In this example, we've grouped ages into "Child," "Adult," and "Senior" categories based on the specified bin edges. This approach simplifies the interpretation of age distribution and allows for easier comparisons between different age groups.

### Specialized Analysis

Sometimes, analyzing outliers separately can provide valuable insights into unique cases or extreme conditions that are not representative of the general population. Specialized analysis of outliers can reveal trends or patterns that might be obscured by the presence of more typical data points.
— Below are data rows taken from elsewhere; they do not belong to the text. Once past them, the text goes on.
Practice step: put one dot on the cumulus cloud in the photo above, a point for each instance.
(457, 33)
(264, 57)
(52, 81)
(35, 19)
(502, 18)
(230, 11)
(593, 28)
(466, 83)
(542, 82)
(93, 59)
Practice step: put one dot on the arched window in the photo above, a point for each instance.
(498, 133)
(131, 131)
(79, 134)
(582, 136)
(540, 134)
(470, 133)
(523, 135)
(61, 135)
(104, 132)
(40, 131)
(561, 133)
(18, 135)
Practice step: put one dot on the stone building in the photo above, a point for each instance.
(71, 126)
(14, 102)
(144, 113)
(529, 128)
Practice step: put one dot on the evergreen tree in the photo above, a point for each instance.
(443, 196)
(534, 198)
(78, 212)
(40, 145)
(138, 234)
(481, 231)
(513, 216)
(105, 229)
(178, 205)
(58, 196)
Imagine a study focusing on heart rate variability (HRV) in athletes. Most individuals might have relatively consistent HRV readings, but some athletes could exhibit unusually high HRV due to their exceptional fitness levels. By analyzing the extreme HRV values as a separate group, researchers can gain insights into the impact of extreme physical conditioning on cardiac health.

`import pandas as pd`

# Sample heart rate variability (HRV) data

hrv_values = [85, 90, 92, 78, 110, 95, 100, 120, 80, 150]

# Calculate mean and standard deviation

mean_hrv = sum(hrv_values) / len(hrv_values)

std_hrv = pd.Series(hrv_values).std()

# Define threshold for extreme HRV

threshold = mean_hrv + 2 * std_hrv # Example: Values more than 2 SD above the mean

# Identify extreme HRV values

extreme_hrv_values = [value for value in hrv_values if value > threshold]

# Create a DataFrame for all HRV values

hrv_df = pd.DataFrame({"HRV": hrv_values})

# Create a DataFrame for extreme HRV values

extreme_hrv_df = pd.DataFrame({"Extreme HRV": extreme_hrv_values})

# Display DataFrames

print("All HRV values:")

print(hrv_df)

print("\nExtreme HRV values:")

print(extreme_hrv_df)

Output:

`Extreme HRV values: [110, 120, 150]`

Mean HRV: 101.0

In this example, we're focusing on extreme HRV values that are more than 2 standard deviations above the mean. Analyzing these extreme values separately allows us to gain insights into potential physiological adaptations in highly trained athletes. We then produce a separate dataframe that would contain only those extreme participants for further analysis.